Il fait ici référence à la polarisation du luxe européen qui s’est encore accélérée avec le covid. «Les marques qui étaient déjà fortes sont celles qui tirent le mieux leur épingle du jeu, poursuit-il, tandis que d’autres peinent encore à remonter la pente. Cela s’observe aussi chez les consommateurs: les gens fortunés le sont toujours plus, tandis que les plus précarisés voient leur situation se dégrader.

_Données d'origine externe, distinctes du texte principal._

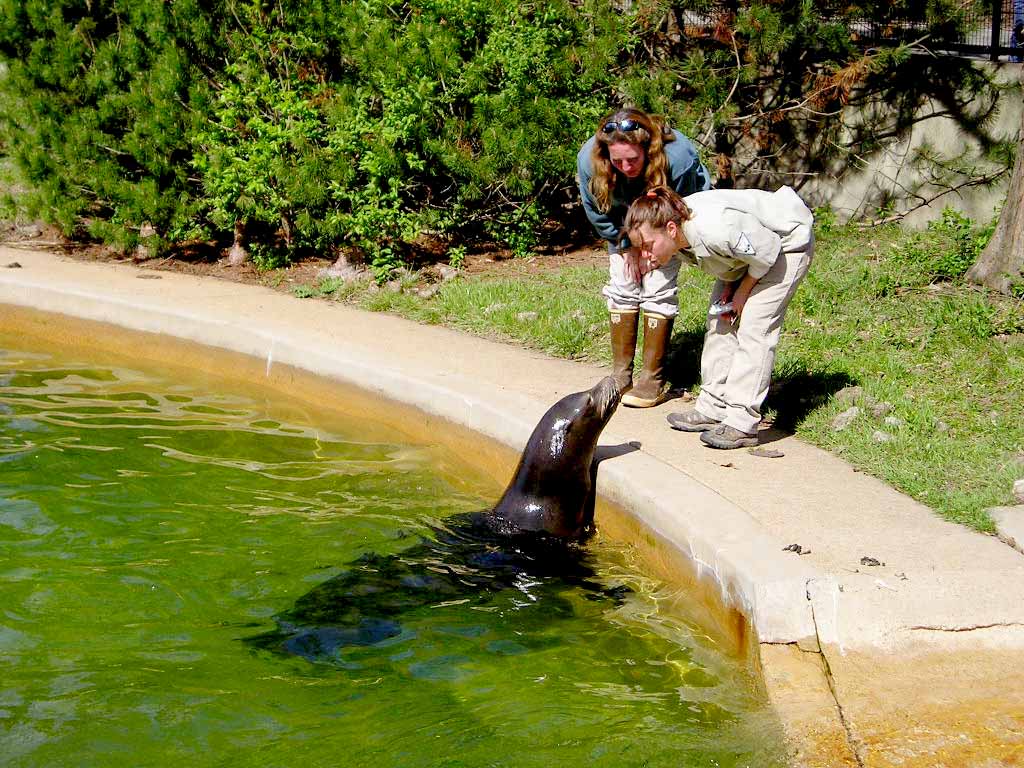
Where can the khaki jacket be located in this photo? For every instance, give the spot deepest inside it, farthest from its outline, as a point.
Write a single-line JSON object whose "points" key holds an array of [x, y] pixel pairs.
{"points": [[738, 231]]}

On assiste à un renforcement des inégalités.»

Des effets à ne pas surestimer

Pour Richemont et Hermès, l’intégration respective du Stoxx Europe 50 et de l’Euro Stoxx 50 est bénéfique. Elle leur donne davantage de visibilité. Mais aussi parce que les deux groupes entreront automatiquement dans le portefeuille des véhicules d’investissement qui sont adossés à ces indices, ce qui devrait accroître la demande pour leurs titres. «Je ne surestimerais toutefois pas l’impact de cette annonce, dont les effets sont avant tout positifs en termes de ressenti. Le plus important, ce sont les stratégies mises en place pour améliorer leurs résultats financiers, conclut Jean-Philippe Bertschy. Les cours en bourse ne font pas la performance, ils la reflètent.»